Tree Representation for Symbolic Regression

In a tree representation of a program our leaf nodes are either constants, function variables or even sensor values depending on the domain of the program these are known as the Terminal Set.
They must have an arity of 0.

The Function Set

Functions are described as being $n$ -ary with $n$ referring to their arity or number of input variables.

We must make sure our set of functions is sufficiently complex for the task but not too rich as we risk overcomplicating the task

Functions must be defined over all inputs, for example we need to define division for input 0 if our function set includes division.

Crossover

Crossover for tree structures is performed using a process called branch swapping. Here we pick a random branch on each parent and swap them.

Matched 1-point Tree Crossover

In this form of crossover, follow branches from the root, and, as long as the nodes have the same arity, swap them.

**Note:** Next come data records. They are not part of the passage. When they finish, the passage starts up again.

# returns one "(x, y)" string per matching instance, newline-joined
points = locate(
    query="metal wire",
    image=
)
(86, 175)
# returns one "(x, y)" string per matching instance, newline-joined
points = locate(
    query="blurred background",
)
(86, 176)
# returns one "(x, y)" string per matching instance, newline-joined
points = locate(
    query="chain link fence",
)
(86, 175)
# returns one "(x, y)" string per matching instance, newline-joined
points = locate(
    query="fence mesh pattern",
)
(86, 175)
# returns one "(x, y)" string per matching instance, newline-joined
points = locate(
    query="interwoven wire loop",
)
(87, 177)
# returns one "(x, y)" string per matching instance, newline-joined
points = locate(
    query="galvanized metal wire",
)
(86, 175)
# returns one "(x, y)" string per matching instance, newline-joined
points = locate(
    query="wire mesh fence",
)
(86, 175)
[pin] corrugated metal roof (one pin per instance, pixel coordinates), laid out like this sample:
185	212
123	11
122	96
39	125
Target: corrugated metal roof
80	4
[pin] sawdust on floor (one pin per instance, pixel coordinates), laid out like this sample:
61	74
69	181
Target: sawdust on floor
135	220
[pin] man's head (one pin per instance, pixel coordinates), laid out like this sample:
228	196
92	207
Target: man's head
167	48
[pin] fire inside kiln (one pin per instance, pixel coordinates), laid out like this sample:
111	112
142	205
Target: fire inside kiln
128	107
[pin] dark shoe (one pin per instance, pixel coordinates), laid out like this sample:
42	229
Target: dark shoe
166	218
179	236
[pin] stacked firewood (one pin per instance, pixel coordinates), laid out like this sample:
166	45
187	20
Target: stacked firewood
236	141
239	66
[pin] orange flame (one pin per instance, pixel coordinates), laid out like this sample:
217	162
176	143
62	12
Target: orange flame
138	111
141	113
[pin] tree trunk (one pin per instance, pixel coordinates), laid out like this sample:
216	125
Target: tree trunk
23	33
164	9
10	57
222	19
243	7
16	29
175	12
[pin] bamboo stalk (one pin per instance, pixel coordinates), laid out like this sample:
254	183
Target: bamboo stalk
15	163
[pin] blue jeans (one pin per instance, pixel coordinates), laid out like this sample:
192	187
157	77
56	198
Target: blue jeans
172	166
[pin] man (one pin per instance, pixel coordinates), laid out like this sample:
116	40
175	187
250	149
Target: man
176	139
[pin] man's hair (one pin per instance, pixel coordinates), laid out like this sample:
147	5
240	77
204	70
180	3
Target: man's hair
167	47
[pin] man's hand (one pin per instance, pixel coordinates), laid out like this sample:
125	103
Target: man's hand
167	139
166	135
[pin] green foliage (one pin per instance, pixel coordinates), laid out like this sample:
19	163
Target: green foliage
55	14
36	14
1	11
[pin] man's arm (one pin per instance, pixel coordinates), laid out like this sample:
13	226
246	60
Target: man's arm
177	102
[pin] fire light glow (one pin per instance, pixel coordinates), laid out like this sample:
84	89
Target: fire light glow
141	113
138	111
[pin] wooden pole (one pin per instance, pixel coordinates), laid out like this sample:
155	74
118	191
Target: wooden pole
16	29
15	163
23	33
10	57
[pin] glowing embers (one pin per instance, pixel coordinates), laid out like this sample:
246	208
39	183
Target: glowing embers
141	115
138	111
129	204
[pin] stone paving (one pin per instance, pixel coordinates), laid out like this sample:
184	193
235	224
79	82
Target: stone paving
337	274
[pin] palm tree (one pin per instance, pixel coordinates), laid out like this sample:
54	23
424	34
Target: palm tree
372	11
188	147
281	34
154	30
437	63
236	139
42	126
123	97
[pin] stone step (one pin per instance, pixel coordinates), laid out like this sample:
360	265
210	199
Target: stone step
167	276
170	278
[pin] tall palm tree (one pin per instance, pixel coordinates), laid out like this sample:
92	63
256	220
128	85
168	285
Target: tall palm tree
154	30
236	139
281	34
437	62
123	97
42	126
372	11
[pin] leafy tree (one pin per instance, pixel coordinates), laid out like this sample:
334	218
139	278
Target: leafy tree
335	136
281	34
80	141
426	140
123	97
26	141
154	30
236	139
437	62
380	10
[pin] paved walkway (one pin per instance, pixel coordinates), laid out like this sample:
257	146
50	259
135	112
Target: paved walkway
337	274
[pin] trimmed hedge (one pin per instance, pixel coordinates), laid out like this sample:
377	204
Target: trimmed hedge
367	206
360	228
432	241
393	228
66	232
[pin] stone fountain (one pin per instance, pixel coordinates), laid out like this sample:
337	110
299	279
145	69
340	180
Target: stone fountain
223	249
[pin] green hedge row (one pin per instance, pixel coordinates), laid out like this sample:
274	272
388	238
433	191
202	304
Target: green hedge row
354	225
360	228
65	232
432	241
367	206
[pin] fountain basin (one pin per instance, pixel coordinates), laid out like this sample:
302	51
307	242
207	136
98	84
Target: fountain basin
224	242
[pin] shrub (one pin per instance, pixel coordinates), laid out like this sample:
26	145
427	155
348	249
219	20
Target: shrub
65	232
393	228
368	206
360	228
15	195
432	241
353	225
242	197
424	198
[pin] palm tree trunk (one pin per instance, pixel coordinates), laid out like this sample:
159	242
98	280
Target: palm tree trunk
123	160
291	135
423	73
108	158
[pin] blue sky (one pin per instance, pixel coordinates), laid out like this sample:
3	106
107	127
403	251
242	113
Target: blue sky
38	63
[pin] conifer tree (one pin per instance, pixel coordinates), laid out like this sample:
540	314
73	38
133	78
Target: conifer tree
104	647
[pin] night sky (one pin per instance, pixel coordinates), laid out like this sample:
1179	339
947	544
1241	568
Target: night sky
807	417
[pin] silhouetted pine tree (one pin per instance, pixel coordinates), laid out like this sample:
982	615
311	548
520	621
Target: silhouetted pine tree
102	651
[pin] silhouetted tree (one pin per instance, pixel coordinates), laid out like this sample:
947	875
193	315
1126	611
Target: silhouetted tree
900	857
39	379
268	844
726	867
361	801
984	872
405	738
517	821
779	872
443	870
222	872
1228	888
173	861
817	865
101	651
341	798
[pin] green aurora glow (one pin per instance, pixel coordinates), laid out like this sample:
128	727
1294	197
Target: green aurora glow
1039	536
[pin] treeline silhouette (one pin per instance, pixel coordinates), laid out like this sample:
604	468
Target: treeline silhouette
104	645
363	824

$n$ -o=point crossover is also possible.

Mutation

Mutation is performed using branch replacement:

Pick a random branch from parent
Delete branch
Replace with random new branch

Population Initialisation

Full Method

With fixed tree depth $\texttt{treeDepth}$ :

Add random function nodes until all branches have depth of $\texttt{treeDepth} -1$
Add random terminal nodes to all branches

Growth Method

With a fixed max tree depth $\texttt{maxDepth}$

Add random function or terminal nodes until all branches have terminals or are of depth $\texttt{maxDepth} -1$
Add random terminal nodes to all branches without terminals

Ramped half-and-half

With a fixed maximum tree depth $\texttt{maxDepth}$ and population size $\texttt{popSize}$

for n=2.. $\texttt{maxDepth}$ $maxDepth$ create:
- $( \frac{\texttt{popSize}}{2\times\texttt{maxDepth}-1} )$ individuals using growth in with $\texttt{maxDepth} = n$
- $( \frac{\texttt{popSize}}{2\times\texttt{maxDepth}-1} )$ individuals using full with $\texttt{treeDepth} = n$

Bloat

As program size grows, crossover becomes uneven, we gain unused code and runtime increases. More space is required to store the program and more CPU time is required to run it. Mutation and crossover of unused code lead to identical offspring behaviour

To prevent bloat, we can incorporate program size into to the fitness measure and use special crossover operators

Linear Representation Genetic Programming

Linear programs are designed to run efficiently on machines following the Von-Neumann architecture, also known as a register machine. Programs are represented as a string of instructions and data. Both instructions and data take binary string format.

Genetic Programs of this format have crossover operators defined using variable length to define the $n$ points used in crossover. Mutation for such programs is performed using the usual random gene replacement but are extended to include add and delete operations.

Graph representation Genetic Programming

In genetic programs represented as graphs, nodes represent operations while operands are loaded from the stack. Results are pushed onto the same stack once computed. Edges of the graph define the control flow with control mechanisms being used to determine the which edges to follow, flow mechanisms include comparators on the most recent result such as branching differently depending on whether the result is positive or negative. Loops and recursion are commonplace in such representations. Programs of this form require specialised crossover and mutation operators.